Ma il ruolo di Mts in una fusione con il Nyse quale sarebbe?
«La proposta degli americani è chiara: la piattaforma tecnologica sarebbe quella di Euronext, il mercato dei derivati sarebbe il Liffe di Euronext, e Mts diventerebbe il mercato dei titoli di Stato. A quel punto i due terzi del debito mondiale sarebbero trattati da una società con base in Italia. E i titoli di Stato europei sarebbero trattati anche negli Usa».
In ogni caso voi di Mts sembrate presi tra due fuochi: un azionista, Borsa italiana, vuole coinvolgere i tedeschi. L’altro, Euronext, sembra aver escluso l’ipotesi Francoforte. Una posizione imbarazzante.
«Per i conflitti di interesse abbiamo avuto una fortuna: siamo stati i primi a scegliere un sistema di governance dualistica. La legge è del gennaio 2005. Noi ci siamo mossi pochi mesi dopo. Il governo a due ha un merito: contribuisce a “incapsulare” eventuali differenze d’opinione e d’interesse separandole dalla società. Così abbiamo un consiglio di sorveglianza in cui ci sono i rappresentanti degli azionisti che si confrontano tra loro e un management board che si occupa dell’operatività».

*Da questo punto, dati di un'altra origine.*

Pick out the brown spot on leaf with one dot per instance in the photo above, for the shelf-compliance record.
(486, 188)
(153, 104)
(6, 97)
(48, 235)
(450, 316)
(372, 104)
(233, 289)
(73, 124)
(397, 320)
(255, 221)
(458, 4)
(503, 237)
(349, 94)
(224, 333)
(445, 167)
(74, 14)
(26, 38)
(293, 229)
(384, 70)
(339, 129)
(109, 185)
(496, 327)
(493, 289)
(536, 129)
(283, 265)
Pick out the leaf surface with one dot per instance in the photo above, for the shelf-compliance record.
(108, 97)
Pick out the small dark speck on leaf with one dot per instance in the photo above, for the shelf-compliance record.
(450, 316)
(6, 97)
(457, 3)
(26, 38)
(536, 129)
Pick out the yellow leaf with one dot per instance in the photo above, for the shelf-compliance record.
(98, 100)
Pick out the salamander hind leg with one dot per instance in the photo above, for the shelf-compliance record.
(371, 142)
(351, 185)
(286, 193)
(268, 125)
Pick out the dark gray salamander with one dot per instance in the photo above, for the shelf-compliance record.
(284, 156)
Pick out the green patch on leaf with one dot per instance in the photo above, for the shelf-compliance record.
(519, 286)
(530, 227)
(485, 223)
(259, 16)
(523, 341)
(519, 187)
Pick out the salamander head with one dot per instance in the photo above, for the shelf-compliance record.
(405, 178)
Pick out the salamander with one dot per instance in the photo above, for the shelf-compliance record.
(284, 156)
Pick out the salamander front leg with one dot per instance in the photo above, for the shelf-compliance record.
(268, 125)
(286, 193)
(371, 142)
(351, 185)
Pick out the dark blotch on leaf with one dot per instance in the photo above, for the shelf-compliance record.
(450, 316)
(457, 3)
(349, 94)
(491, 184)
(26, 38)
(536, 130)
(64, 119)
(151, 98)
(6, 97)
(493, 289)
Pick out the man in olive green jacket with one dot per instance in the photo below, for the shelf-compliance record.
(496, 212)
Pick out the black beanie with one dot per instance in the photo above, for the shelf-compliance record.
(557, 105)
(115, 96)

Il sistema è stato scelto dal nuovo gruppo Intesa-Sanpaolo. Con una peculiarità: il responsabile operativo, Corrado Passera, non sarà presidente del consiglio di gestione. Non è un’anomalia?
«Non è detto. Il principio è che il management board è fatto di amministratori che dedicano la propria attività alla società. Poi c’è chi è incaricato dell’operatività. Di solito è il presidente, ma può anche non essere così.

Piuttosto c’è una singolarità delle legge italiana. A differenza che in Francia e Germania i componenti il supervisory board possono partecipare, se pure senza diritto di intervento, al managing board. Il dualismo non mi sembra perfetto».